One thing that economists have learned over the past 25 years is that institutions matter. This is another way of saying that economic forces do not always produce the same results. If the “rules of the game” are different the laws of economics will produce different results. Institutions are the rules of the game in life. Dani Rodrik, my favorite development economist, makes this point in his recent book One Economics, Many Recipes. The nature of local institutions, public and private, formal and informal, shapes the economic landscape in important ways.

This idea applies to the EU reforms in particular. Take the grubbing up scheme, for example. An incentive to repurpose large but unprofitable vineyards in Australia, for example, might well meet with an enthusiastic response because the institutions of wine growing there are different, with large vineyards and a consolidated industry.
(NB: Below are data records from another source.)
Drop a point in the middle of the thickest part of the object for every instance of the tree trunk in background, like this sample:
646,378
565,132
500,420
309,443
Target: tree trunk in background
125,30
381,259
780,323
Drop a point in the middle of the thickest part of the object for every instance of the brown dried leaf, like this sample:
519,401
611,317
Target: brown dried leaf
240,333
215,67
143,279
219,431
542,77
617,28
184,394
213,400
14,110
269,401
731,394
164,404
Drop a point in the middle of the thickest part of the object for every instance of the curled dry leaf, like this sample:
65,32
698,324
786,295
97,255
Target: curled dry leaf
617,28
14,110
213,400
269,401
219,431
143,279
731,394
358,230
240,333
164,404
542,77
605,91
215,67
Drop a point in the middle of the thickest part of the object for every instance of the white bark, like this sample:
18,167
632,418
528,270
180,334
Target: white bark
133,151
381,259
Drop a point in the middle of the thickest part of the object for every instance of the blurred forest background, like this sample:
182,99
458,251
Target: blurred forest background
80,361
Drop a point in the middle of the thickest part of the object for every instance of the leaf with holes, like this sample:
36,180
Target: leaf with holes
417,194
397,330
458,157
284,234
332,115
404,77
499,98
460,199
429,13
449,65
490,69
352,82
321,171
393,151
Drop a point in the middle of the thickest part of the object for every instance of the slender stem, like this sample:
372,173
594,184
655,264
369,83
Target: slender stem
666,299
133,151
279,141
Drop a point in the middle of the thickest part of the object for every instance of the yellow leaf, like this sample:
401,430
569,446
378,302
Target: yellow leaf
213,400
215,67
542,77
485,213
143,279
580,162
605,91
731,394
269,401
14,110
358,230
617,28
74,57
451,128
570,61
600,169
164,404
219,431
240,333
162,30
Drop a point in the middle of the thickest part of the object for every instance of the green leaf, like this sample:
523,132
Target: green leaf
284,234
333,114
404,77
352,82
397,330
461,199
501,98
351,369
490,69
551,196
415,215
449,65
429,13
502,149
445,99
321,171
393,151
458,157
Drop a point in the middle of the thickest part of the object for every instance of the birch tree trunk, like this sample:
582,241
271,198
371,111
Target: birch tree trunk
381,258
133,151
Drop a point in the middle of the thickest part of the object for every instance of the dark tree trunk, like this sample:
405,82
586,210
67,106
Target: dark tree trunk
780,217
But European vineyards are much different and represent a completely different model.

Many vineyards (where much of the inferior surplus wine originates) are tiny inherited plots of a hectare or so, frequently on sites with few viable alternative uses. The rules of the game here are much different. A hectare might produce 20-30 tons if badly overcropped and, at perhaps $500 per ton at the local cooperative, gross revenues are too small for a family to live on but too great (compared to alternative uses) to give up. It’s an institutional trap that might be solved by consolidation, but making large vineyards out of these scattered small plots is necessarily costly and difficult.

Under these circumstances growers are likely to hang on to their vines for years rather than accept a modest one-time payment. Grubbing up might need to be forced, not voluntary, to have much effect.
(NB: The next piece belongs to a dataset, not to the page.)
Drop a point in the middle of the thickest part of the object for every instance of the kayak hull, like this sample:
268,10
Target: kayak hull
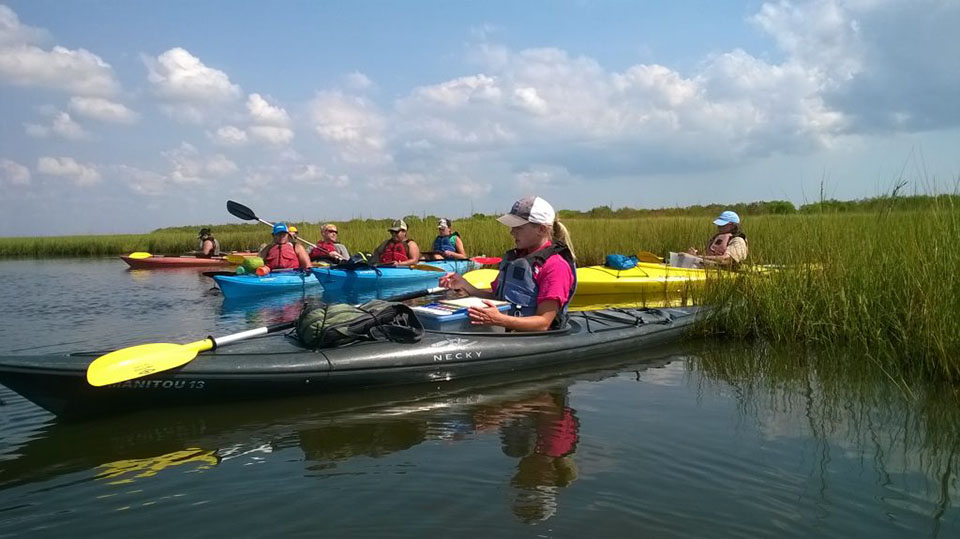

New regulations to allow wines to be labeled according to grape variety (rather than the traditional local geographic designation) might be attractive to a large and distinctly commercial wine producer, but much wine in Europe is still produced by cooperatives that have little to distinguish their wines from others apart form the local designation. What advantage would they have as simple varietals in a world awash with good varietal wine?

A Certain Vision of Wine

It is possible to envision a future where the reforms can work, where the marginal vineyards have gone out of production, where consolidation has increased efficiency and where branded varietals can compete with the world market. (I have even seen some early attempts at EU branded varietals in the discount bins of a local store — more about this in a future posting.) I think it is possible that this vision may be realized — eventually.

But oh, it is such a big jump. The institutions of the small family vineyard and the local wine cooperative seem to me to make these reforms much more difficult. New Zealand’s success will be difficult to repeat.